Most of the time she wasn’t even in the shop. She could spend days, even weeks traveling to estate sales and out-of-the-way bookshops, in search of those editions that were most rare. She had an eye for it, and George Belvedere had told her it was the reason she’d been offered the job.

Quite often her travels had brought her through New England, and she would stop and spend a long weekend with her mother, just the two of them. But truth be told, those weekends had come fewer and farther between in recent months, ever since ...

April.

It had just been too hard, coming back, having to face the memories, the looks on the faces of the townspeople. In fact it had been a full two months since Libby had been to Ipswich-by-the-Sea at all. Instead she’d kept in touch with her mother through a series of less and less frequent phone calls.

And now, because of that, her mother had died alone, sitting in the very parlor where Libby now stood, only to be found by one of the neighbors, who had grown worried when Matilde hadn’t shown up for the weekly meeting of the Ipswich-by-the-Sea Gardening Club.

Dr. Winston, the family’s physician since Libby had been a child, had said she’d had no symptoms, no episodes that would have warned of such a thing coming. Her mother’s heart had simply quit.

Just like the clock in the corner.

He’d said it, Libby knew, to try to comfort her, to ease the guilt he obviously knew she must be feeling. His kind words and gentle smile had done nothing, however, to lessen the harsh truth that Libby should have been there with her.

“I’m here now, Mother,” Libby whispered, even though she knew it was too late. She could only close her eyes and wait out the churn of her emotions before turning once again to the kitchen.

Three hours later, the house stood empty.

After the last of the mourners had left, patting her hand and pitying her with their eyes, Libby had curled up in her mother’s rocking chair on the porch. It was a cool autumn night, and she’d wrapped herself in the weathered folds of the woolen throw Matilde had kept there, watching the darkness of the October night steal over the star-filled Atlantic sky.

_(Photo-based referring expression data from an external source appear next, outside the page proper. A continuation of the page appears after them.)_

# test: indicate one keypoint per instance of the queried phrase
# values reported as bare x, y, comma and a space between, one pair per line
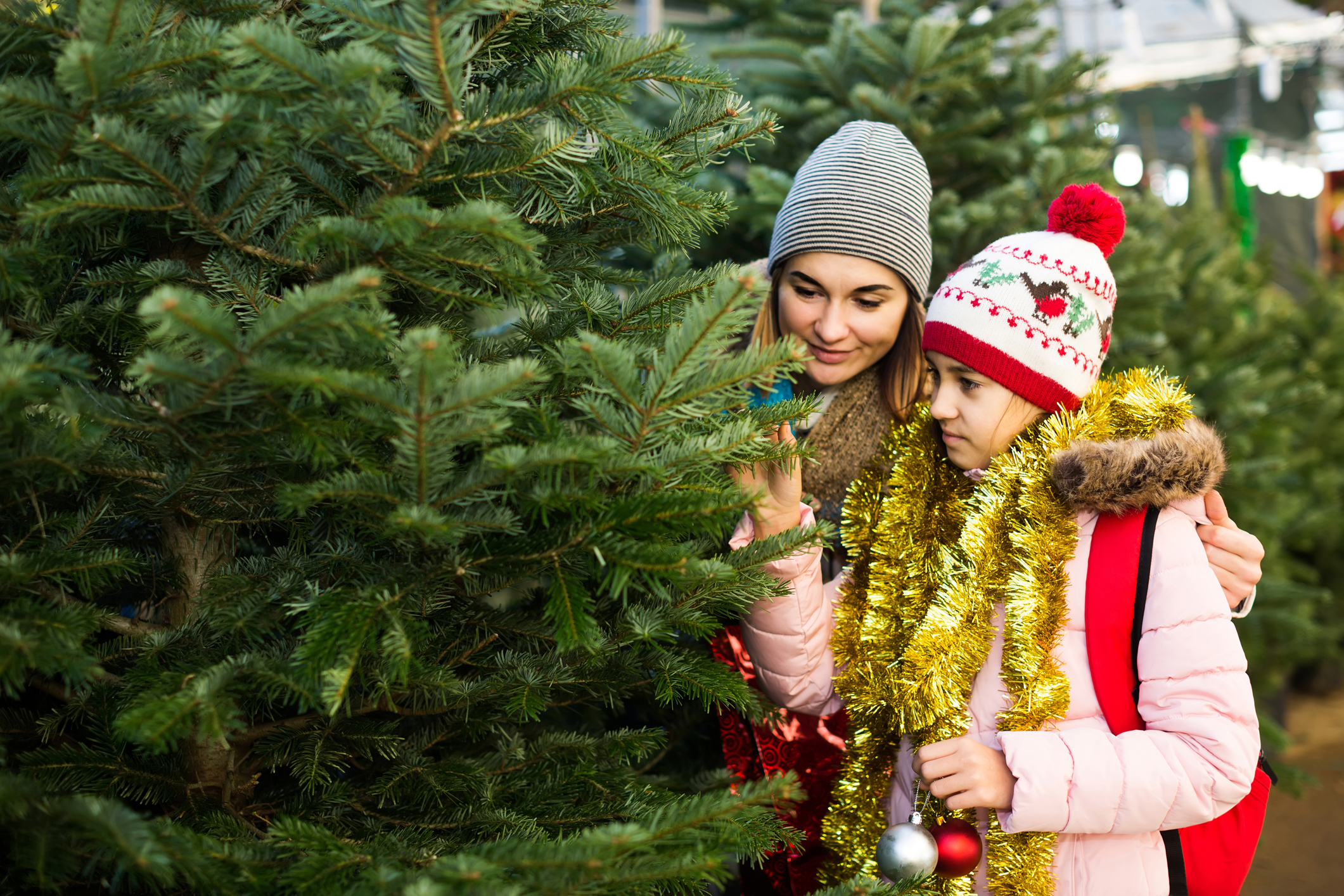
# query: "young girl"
961, 639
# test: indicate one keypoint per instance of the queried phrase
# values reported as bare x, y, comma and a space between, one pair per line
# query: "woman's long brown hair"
901, 373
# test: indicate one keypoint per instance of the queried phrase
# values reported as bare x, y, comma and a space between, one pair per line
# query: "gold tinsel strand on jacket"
933, 553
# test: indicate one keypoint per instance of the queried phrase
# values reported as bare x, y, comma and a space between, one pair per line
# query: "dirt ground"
1302, 850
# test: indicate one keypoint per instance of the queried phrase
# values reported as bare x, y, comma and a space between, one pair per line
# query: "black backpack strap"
1146, 567
1171, 838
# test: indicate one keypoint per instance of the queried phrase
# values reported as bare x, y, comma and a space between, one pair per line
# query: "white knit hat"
864, 193
1032, 312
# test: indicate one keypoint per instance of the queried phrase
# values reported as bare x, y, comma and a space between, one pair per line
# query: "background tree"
1002, 133
361, 520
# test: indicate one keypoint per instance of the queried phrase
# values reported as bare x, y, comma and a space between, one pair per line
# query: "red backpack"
1203, 860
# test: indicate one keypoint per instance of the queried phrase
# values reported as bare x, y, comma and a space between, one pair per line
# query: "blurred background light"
1129, 165
1176, 189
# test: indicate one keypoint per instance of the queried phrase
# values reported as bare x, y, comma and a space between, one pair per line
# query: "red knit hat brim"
997, 366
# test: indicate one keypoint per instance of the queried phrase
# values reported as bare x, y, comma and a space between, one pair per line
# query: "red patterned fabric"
812, 747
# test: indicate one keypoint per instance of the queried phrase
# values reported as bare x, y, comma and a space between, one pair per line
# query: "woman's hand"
967, 774
777, 511
1234, 555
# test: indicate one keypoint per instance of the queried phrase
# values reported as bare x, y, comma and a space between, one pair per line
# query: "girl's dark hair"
902, 373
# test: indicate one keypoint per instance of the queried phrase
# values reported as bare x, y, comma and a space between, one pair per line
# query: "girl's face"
979, 418
847, 309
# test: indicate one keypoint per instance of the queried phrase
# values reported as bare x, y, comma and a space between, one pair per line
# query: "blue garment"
781, 391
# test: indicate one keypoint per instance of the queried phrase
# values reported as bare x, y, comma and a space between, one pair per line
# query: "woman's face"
979, 418
847, 309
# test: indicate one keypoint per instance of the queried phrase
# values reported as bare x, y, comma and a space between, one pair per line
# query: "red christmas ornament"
959, 848
1087, 213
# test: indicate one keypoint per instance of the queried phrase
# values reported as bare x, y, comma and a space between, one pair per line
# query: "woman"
850, 265
1015, 471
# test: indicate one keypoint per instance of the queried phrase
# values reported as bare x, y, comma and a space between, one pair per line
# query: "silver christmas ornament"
907, 850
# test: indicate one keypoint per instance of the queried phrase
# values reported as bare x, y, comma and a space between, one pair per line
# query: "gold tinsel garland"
933, 553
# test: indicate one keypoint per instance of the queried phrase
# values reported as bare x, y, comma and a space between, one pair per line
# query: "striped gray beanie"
863, 193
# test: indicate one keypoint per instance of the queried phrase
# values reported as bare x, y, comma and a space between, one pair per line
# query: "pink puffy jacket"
1106, 796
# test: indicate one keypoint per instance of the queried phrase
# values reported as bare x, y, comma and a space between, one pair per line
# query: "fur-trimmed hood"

Libby pressed her nose into the scratchy blanket and breathed deeply, seeking her mother’s familiar scent. Lilacs. Always lilacs. Would she always remember that scent, Libby wondered. Or would time diminish it, fading like the autumn leaves until it was simply gone forever? Libby felt the sea wind blow across her face, pulling at her hair, heard the fallen leaves toss about at the bottom of the garden steps. Her heart twisted in her chest just like those leaves, roiling on the swirl of her emotions, and she wept into that blanket as she wished—just wished—she could see her mother’s face once more.